Costa veramente 6 milioni di dollari o ci sono costi nascosti di DeepSeek che non conosciamo?
DiPLab ha appena pubblicato uno studio sulla nascita e la crescita di DeepSeek, analizzando quanto è vera la storia della creazione di un sistema LLM a basso costo. DeepSeek è veramente costata solo 6 milioni di dollari? Nelle interviste sono stati tralasciati altri costi, come quelli del lavoro di addestratori e taggatori? Ricerche e analisi tecnico-economiche iniziano a pubblicare cosa è stato scoperto.
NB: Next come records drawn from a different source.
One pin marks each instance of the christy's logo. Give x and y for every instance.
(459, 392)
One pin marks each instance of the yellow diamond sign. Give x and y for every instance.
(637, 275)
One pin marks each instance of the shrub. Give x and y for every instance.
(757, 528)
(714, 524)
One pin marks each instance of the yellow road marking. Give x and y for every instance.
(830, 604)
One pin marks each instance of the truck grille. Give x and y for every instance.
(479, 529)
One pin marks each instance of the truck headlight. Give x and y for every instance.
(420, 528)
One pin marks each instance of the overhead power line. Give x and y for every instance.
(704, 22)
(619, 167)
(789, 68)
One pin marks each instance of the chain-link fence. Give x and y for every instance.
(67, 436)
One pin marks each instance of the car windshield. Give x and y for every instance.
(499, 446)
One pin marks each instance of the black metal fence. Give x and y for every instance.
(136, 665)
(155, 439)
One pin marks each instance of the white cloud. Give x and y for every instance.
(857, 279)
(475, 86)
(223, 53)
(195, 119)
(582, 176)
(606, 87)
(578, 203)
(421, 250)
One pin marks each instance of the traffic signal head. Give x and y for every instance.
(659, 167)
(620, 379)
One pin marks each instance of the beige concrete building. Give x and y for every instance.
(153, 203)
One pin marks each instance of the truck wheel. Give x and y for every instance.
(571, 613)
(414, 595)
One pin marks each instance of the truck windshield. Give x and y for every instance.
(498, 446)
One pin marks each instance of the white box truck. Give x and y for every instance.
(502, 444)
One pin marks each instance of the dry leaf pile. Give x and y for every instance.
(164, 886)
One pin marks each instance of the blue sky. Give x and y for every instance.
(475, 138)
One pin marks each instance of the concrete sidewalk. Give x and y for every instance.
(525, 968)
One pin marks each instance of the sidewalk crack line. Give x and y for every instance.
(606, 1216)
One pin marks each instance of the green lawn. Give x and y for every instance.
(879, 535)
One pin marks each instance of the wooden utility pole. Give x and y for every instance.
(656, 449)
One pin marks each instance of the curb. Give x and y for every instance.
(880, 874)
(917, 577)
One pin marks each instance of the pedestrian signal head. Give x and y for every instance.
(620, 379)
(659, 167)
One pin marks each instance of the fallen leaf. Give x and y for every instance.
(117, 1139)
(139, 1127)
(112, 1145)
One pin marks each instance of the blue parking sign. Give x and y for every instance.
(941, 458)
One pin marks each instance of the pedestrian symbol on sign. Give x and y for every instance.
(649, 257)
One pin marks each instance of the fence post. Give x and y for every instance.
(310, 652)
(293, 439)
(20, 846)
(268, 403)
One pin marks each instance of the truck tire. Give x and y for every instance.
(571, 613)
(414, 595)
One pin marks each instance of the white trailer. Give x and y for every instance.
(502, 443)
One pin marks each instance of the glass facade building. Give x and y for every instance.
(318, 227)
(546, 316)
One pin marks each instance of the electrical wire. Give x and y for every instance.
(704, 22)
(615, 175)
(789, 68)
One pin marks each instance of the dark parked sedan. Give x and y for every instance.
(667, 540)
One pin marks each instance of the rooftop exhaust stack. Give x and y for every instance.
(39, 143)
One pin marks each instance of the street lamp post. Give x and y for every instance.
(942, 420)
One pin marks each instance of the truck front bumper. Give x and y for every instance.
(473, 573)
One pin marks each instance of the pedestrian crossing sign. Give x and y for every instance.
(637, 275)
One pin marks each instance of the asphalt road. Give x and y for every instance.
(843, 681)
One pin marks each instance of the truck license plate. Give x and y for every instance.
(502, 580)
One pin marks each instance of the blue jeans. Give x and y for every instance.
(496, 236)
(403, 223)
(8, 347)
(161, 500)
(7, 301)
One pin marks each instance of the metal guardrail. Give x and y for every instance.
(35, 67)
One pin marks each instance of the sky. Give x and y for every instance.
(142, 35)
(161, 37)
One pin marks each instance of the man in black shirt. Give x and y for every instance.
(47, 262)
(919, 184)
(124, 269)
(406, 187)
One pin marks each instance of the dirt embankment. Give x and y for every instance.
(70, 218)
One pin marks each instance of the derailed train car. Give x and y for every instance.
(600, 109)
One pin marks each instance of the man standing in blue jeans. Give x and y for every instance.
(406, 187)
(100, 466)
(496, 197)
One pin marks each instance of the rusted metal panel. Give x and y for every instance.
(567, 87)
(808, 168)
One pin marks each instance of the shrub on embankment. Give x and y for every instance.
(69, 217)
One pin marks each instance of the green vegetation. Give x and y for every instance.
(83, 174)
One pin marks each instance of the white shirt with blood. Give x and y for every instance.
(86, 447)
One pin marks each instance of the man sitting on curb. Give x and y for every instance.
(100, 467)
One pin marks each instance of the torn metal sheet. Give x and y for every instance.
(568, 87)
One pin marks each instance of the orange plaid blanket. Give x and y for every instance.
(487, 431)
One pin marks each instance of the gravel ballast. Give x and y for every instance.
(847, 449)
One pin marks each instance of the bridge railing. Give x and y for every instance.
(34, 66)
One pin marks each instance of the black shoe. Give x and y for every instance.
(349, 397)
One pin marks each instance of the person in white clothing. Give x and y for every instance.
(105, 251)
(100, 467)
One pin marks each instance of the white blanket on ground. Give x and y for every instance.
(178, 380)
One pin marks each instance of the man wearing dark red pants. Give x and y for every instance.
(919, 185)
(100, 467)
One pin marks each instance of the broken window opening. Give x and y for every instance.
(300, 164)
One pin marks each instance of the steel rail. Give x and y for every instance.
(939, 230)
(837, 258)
Il documento di DiPLab sui costi nascosti di DeepSeek
Il documento esamina l’ascesa di DeepSeek, un’azienda cinese di intelligenza artificiale, e in sostanza mette in discussione le sue affermazioni di efficienza e basso costo.
L’analisi fatta si concentra sul lavoro umano, che non viene descritto spesso come meriterebbe, lavoro nascosto dietro lo sviluppo dell’IA, rivelando come DeepSeek si affidi a un vasto esercito di annotatori di dati, molti dei quali lavorano in condizioni precarie.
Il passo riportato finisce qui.